🤖 AI Summary
Automating end-to-end procedural game design—particularly for constrained domain-specific languages like PuzzleScript—remains challenging due to stringent syntactic and semantic requirements, necessitating human-in-the-loop validation and iteration.
Method: We propose an LLM-engine closed-loop paradigm: (1) an LLM generates initial game logic from few-shot examples; (2) a compiler provides targeted feedback to iteratively repair syntax and logical errors; and (3) a tree-search agent autonomously conducts gameplay simulation and solvability verification.

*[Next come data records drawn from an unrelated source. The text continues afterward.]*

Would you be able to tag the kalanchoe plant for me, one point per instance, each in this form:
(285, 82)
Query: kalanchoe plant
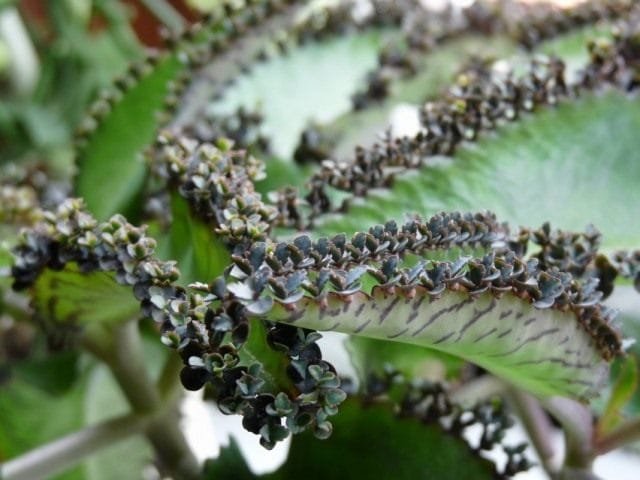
(210, 236)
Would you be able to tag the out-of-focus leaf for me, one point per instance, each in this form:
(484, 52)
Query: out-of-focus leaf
(623, 389)
(200, 253)
(367, 442)
(572, 165)
(110, 167)
(372, 442)
(54, 374)
(314, 81)
(371, 356)
(69, 296)
(31, 417)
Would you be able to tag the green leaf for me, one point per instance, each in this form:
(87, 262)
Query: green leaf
(72, 297)
(228, 465)
(371, 356)
(371, 442)
(367, 442)
(104, 400)
(54, 373)
(543, 351)
(200, 253)
(111, 170)
(622, 391)
(31, 417)
(435, 71)
(313, 82)
(572, 165)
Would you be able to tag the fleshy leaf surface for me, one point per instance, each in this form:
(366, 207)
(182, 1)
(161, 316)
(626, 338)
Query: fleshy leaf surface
(543, 351)
(560, 164)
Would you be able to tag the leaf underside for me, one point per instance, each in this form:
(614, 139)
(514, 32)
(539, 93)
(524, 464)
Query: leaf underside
(544, 351)
(560, 165)
(111, 169)
(373, 443)
(72, 297)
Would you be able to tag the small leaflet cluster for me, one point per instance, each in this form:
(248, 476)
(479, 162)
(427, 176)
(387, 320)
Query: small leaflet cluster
(575, 253)
(429, 403)
(478, 101)
(424, 30)
(207, 326)
(218, 183)
(242, 127)
(19, 205)
(286, 272)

Contribution/Results: This is the first fully automated, human-free pipeline integrating concept generation, code correction, and playability assessment for puzzle games. Evaluated on PuzzleScript, our approach produces numerous syntactically valid, logically solvable, and novel maze games. It demonstrates that LLMs, when tightly coupled with domain-specific engines and search-based verification, can autonomously evolve functional game designs under strong formal constraints—advancing LLM capabilities in constrained program synthesis and creative AI.
📝 Abstract
There is much interest in using large pre-trained models in Automatic Game Design (AGD), whether via the generation of code, assets, or more abstract conceptualization of design ideas. But so far this interest largely stems from the ad hoc use of such generative models under persistent human supervision. Much work remains to show how these tools can be integrated into longer-time-horizon AGD pipelines, in which systems interface with game engines to test generated content autonomously. To this end, we introduce ScriptDoctor, a Large Language Model (LLM)-driven system for automatically generating and testing games in PuzzleScript, an expressive but highly constrained description language for turn-based puzzle games over 2D gridworlds. ScriptDoctor generates and tests game design ideas in an iterative loop, where human-authored examples are used to ground the system's output, compilation errors from the PuzzleScript engine are used to elicit functional code, and search-based agents play-test generated games. ScriptDoctor serves as a concrete example of the potential of automated, open-ended LLM-based workflows in generating novel game content.